The latest Residential Land Report provided by the Housing Industry Association and RP Data is signalling only modest improvements in new home building activity in 2013.

According to RP Data's research director Tim Lawless, land sales are broadly starting to head in the right direction however, affordability constraints, particularly in capital city markets may limit the extent of the recovery.

"The consecutive quarterly increases in land sales are certainly encouraging, albeit the rate of growth has slowed from 11.9 per cent in the December 2012 quarter to 4.3 per cent in the March 2013 quarter.”

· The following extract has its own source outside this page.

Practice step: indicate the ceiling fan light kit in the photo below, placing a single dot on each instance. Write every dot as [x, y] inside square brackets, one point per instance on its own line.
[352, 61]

“With the increase in sales, there has also been a lift in land values, ongoing increases in the value of land may restict the extent of the recovery given the already restrictive land prices in certain regions, in particular capital city markets," said Mr Lawless.

"The March quarter update signals we are moving in the right direction, but as a key leading indicator land sales suggest the magnitude of a first stage new home building recovery will fall short of what the economy requires," added HIA Chief Economist, Harley Dale.

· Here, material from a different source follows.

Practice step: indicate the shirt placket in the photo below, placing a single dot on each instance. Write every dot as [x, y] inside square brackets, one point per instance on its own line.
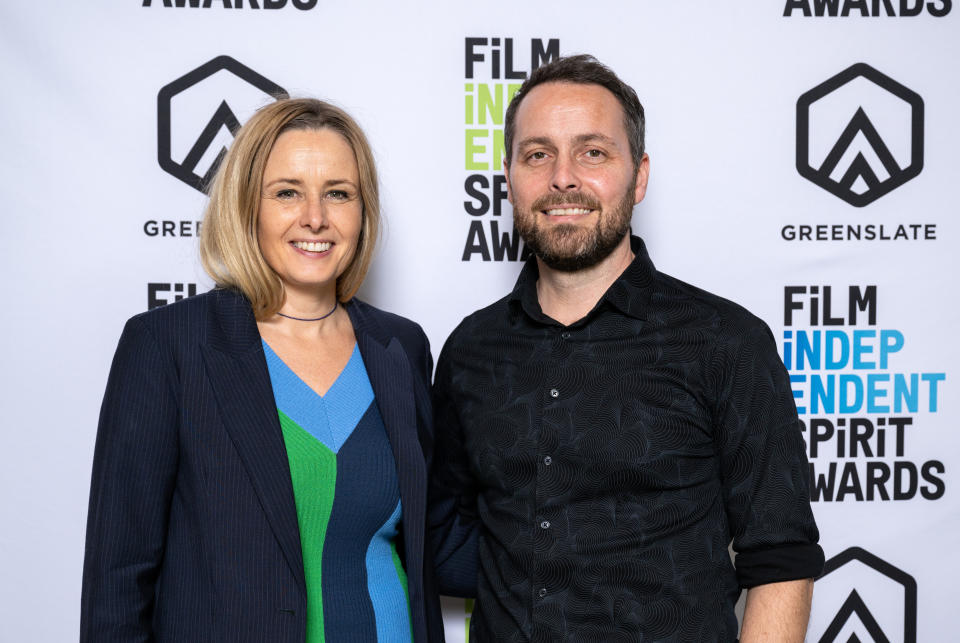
[543, 527]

Mr Dale explained that any clear improving trends are limited to New South Wales and Western Australia, with WA being the only state to have achieved clear and consistent improvements in residental land sales over the past 18 months.

The Residential Land Report revealed that Sydney and Perth are the country's two most expensive land markets, and the two most highly taxed residential new home building markets in the country, a result that Mr Dale believes is due in large part to excessive taxes and charges related to land.

Mr Harley Dale added that “Ensuring readily available and affordable land forms a crucial part of the wider policy challenge of addressing the excessive and inefficient tax and regulatory environment faced by the new home sector."

David Collyer, Campaign Manager for Prosper Australia, said that he believes HIA are correct to be agitating about Australia’s high land prices and low construction levels.

“Land affordability is strangling the entire Australian economy,” said Mr Collyer.

“Residential land prices have been bid up by planning restrictions, excessive debt, rampant speculation, poor infrastructure and our very bad tax laws.”

"This is a major employment sector whose economic importance is being highlighted by Treasury and government as the mining investment boom recedes.”

“Their pointing to land prices as the limiting factor should prompt government action to release more land, spend on transport links and boldly reform the tax system.”

“Simply removing Stamp Duty and funding this by also removing the principal place of residence exemption from State Land Tax would transform the equation for both builders and buyers,” Mr Collyer said.